FourierKAN-GCF: Fourier Kolmogorov-Arnold Network -- An Effective and Efficient Feature Transformation for Graph Collaborative Filtering
- URL: http://arxiv.org/abs/2406.01034v2
- Date: Tue, 04 Jun 2024 06:10:11 GMT
- Title: FourierKAN-GCF: Fourier Kolmogorov-Arnold Network -- An Effective and Efficient Feature Transformation for Graph Collaborative Filtering
- Authors: Jinfeng Xu, Zheyu Chen, Jinze Li, Shuo Yang, Wei Wang, Xiping Hu, Edith C. -H. Ngai,
- Abstract summary: We propose a simple and effective graph-based recommendation model called FourierKAN-GCF.
We employ message dropout and node dropout strategies to improve the representation power and robustness of the model.
- Score: 16.894095429454598
- License: http://creativecommons.org/licenses/by/4.0/
- Abstract: Graph Collaborative Filtering (GCF) has achieved state-of-the-art performance for recommendation tasks. However, most GCF structures simplify the feature transformation and nonlinear operation during message passing in the graph convolution network (GCN). We revisit these two components and discover that a part of feature transformation and nonlinear operation during message passing in GCN can improve the representation of GCF, but increase the difficulty of training.
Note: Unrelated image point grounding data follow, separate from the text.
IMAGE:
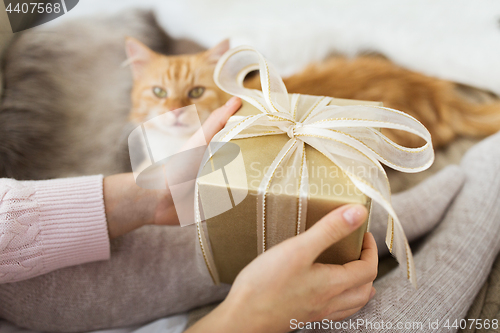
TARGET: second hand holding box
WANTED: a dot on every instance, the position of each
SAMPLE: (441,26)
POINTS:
(300,157)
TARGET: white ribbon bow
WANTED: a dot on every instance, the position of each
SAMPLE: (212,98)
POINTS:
(347,135)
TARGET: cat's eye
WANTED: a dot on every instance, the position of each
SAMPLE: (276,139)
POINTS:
(196,92)
(160,92)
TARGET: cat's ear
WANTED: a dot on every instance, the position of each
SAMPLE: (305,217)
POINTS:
(213,55)
(139,56)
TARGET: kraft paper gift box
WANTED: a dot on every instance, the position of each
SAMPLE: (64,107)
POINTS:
(286,160)
(233,234)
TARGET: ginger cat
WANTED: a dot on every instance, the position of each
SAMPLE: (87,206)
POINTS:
(165,83)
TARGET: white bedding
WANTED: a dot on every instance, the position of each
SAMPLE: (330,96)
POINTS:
(457,40)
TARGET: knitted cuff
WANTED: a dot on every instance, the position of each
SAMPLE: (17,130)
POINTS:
(73,225)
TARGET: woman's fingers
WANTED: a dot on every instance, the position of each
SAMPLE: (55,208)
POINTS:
(365,269)
(330,229)
(213,124)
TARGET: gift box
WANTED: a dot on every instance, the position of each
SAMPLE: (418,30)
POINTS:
(233,233)
(283,161)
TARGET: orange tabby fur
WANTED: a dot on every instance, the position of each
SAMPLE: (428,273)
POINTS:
(177,75)
(436,103)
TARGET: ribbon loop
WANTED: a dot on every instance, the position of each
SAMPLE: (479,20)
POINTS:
(346,135)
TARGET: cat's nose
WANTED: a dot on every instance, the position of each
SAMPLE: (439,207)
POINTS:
(178,111)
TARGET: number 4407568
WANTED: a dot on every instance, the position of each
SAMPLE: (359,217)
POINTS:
(471,323)
(35,7)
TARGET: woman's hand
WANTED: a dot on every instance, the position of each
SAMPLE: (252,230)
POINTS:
(285,283)
(129,206)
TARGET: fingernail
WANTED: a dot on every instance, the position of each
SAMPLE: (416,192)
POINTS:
(232,101)
(354,215)
(372,293)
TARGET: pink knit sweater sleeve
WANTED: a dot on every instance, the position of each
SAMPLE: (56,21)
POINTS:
(50,224)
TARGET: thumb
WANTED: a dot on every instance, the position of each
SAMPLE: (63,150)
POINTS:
(331,228)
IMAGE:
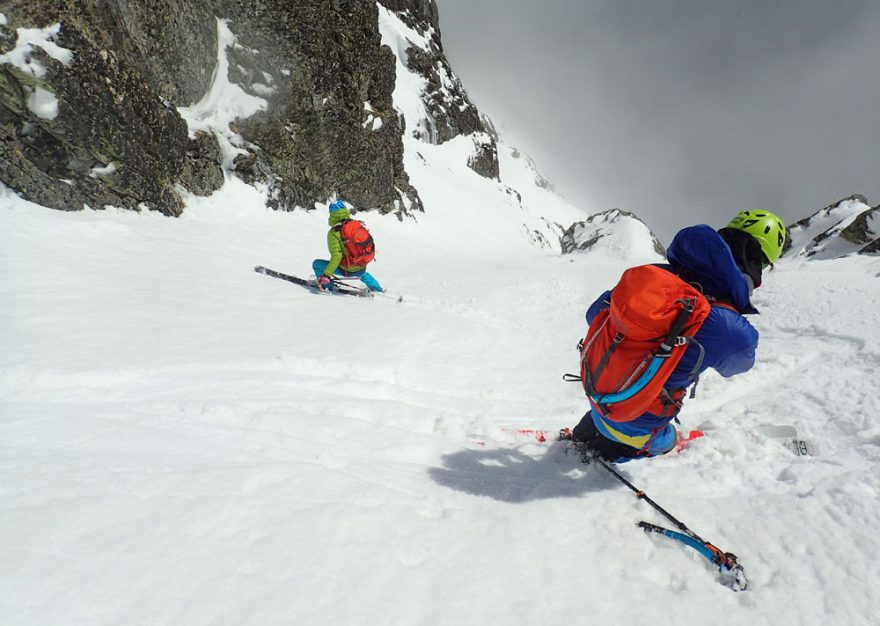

In this work, we propose a simple and effective graph-based recommendation model called FourierKAN-GCF. Specifically, it utilizes a novel Fourier Kolmogorov-Arnold Network (KAN) to replace the multilayer perceptron (MLP) as a part of the feature transformation during message passing in GCN, which improves the representation power of GCF and is easy to train. We further employ message dropout and node dropout strategies to improve the representation power and robustness of the model. Extensive experiments on two public datasets demonstrate the superiority of FourierKAN-GCF over most state-of-the-art methods. The implementation code is available at https://github.com/Jinfeng-Xu/FKAN-GCF.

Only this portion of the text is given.